El politólogo Robert Putnam en su libro Solo en la bolera no deja lugar a dudas, la desigualdad está relacionada con el “capital social”, refiriéndose con este concepto a la suma total de la participación de los sujetos en la vida comunitaria. De forma que a más desigualdad, el “capital social” social de los sujetos se fragiliza e incluso puede desaparecer.
Las investigaciones que realiza el Grupo de Estudio sobre Tendencias Sociales desde el año 1995 y un reciente estudio realizado en nuestro país bajo el título La soledad en España, confirman lo anterior. Así las cosas, según éste último trabajo, cuatro millones de españoles se sienten solos, resultando especialmente llamativo que personas que residen con sus familias manifiesten tasas de sentimiento de soledad más acusadas que algunos que constituyen hogares unipersonales como opción personal. Del estudio se infiere que el 80% de los que viven solos lo hacen porque no tienen otra opción, el 60% lo hacen por decisión personal y el 50% de los que sí están acompañados sienten soledad frecuentemente. Las mujeres, los casados o con pareja que viven solos por obligación, los parados o con poca actividad laboral y las personas con discapacidad son más proclives a la misma.
El caso más extremo de soledad es el de las personas“sin hogar”, problemática humana y social, propia de los países más ricos, en cuyas vidas se visualiza con claridad cómo y en qué medida uno de los factores determinantes en sus procesos vitales hacia la exclusión social más extrema ha sido precisamente la pérdida de sus redes sociales y familiares de apoyo. Son seres humanos “descapitalizados” en términos relacionales y entre los que los que la desafiliación y el sentimiento de fracaso personal son moneda común. Además, su presencia en nuestras calles es una demostración de los elevados niveles de violencia latente presentes en nuestro día a día, aunque estas personas sean también objeto de violencia física explícita por parte de sujetos sin conciencia que les agreden por “diversión”.
Pero la violencia está por doquier y, posiblemente ya no reparemos en ella porque forma parte de nuestro día a día, de igual modo que cuando estamos sanos respiramos por nuestros pulmones con normalidad y no valoramos su función hasta que enfermamos y ya no podemos hacerlo. Las sociedades actuales son profundamente violentas, basta para comprobarlo que hagamos un seguimiento un día cualquiera de las noticias en los medios de comunicación nacionales e internacionales. Las guerras, la muerte, la corrupción, la locura, el desamparo, etc… están quizá más presentes que nunca y somos espectadores pasivos de escenas que a cualquier persona de bien zahieren.

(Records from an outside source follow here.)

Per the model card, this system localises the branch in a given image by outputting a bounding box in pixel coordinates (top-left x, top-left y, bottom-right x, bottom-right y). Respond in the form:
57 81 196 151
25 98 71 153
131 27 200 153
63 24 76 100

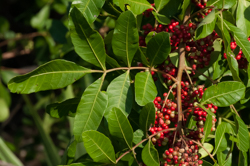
116 128 176 163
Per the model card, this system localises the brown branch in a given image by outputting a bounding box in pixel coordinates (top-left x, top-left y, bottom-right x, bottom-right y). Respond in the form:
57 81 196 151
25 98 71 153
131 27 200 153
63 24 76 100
0 32 47 47
116 128 176 163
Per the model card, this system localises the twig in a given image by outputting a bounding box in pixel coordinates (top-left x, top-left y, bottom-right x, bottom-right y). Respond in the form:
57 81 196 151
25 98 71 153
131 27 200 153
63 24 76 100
161 82 177 112
184 68 194 87
116 128 176 163
230 104 240 117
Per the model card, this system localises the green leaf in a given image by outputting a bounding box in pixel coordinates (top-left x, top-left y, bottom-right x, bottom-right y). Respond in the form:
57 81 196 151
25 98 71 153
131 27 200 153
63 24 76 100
0 81 11 107
154 0 170 12
198 104 216 116
8 59 90 94
216 147 232 166
46 98 81 118
156 0 183 18
70 7 106 70
179 0 191 21
0 98 10 122
106 55 121 68
238 151 247 166
195 9 218 40
104 30 114 44
108 107 133 148
213 122 232 154
207 0 236 9
133 129 144 148
82 130 116 163
72 0 105 24
0 137 23 166
201 115 213 143
237 0 250 36
152 11 171 25
135 71 157 106
224 20 250 62
73 79 108 142
145 31 157 44
139 102 155 135
142 140 160 166
30 4 50 29
169 52 190 68
217 20 241 81
202 160 213 166
112 10 139 67
236 116 249 152
199 143 214 159
222 10 235 24
201 81 246 107
105 71 133 116
147 32 171 66
113 0 152 15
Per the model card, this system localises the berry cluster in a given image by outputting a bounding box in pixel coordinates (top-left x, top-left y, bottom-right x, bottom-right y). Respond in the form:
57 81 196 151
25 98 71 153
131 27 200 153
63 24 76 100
162 141 203 166
223 37 250 69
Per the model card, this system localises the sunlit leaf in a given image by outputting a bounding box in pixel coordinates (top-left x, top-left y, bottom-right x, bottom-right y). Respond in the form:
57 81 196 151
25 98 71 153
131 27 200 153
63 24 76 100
108 107 133 148
201 81 246 107
72 0 105 24
82 130 116 163
8 59 90 94
70 7 106 70
135 71 157 106
73 79 108 141
105 71 133 117
147 32 171 66
112 10 139 67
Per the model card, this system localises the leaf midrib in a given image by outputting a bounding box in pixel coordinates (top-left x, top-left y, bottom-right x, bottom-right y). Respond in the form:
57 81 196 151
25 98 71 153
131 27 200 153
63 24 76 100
88 136 115 163
78 21 105 70
114 110 131 149
201 87 245 105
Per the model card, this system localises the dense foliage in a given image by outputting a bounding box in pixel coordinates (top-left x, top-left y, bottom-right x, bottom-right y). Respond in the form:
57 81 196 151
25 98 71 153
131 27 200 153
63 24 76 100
0 0 250 166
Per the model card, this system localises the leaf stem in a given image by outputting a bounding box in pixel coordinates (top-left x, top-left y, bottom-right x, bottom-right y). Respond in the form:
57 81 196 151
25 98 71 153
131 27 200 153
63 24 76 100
116 128 176 163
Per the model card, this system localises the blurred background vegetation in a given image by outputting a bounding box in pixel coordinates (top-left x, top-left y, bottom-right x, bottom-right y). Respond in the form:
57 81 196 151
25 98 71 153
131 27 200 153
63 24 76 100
0 0 104 166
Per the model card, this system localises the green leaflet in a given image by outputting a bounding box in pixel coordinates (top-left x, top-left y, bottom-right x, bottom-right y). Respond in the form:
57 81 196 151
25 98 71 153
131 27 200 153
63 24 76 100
82 130 116 163
135 71 157 106
73 79 108 142
112 10 139 67
70 7 106 70
71 0 105 24
8 59 90 94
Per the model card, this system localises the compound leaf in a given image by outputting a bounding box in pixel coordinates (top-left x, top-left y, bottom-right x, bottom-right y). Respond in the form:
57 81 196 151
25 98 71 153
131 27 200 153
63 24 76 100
70 7 106 70
108 107 133 148
8 59 90 94
82 130 116 163
112 10 139 67
135 71 157 106
73 79 108 142
201 81 246 107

¿Es una coincidencia que en una de las fases de la humanidad con mayor desigualdad haya tanta violencia? Rotundamente no, porque la desigualdad es per se violencia estructural, que conlleva violencia y más violencia, que sigue una cadencia frenética de efecto dominó y lleva de sí impactos desestructuradores y perversos sobre los ciudadanos.
De ahí que debamos concitar y exigir a quienes llevan las riendas de este nuestro pequeño gran mundo y dirigen los destinos de nuestro país, que cambien el rumbo de la deriva desigualitaria que estamos siguiendo, pues la igualdad es sinónimo de justicia, mejora el bienestar de la población, pero también es un factor determinante para el progreso en el siglo XXI.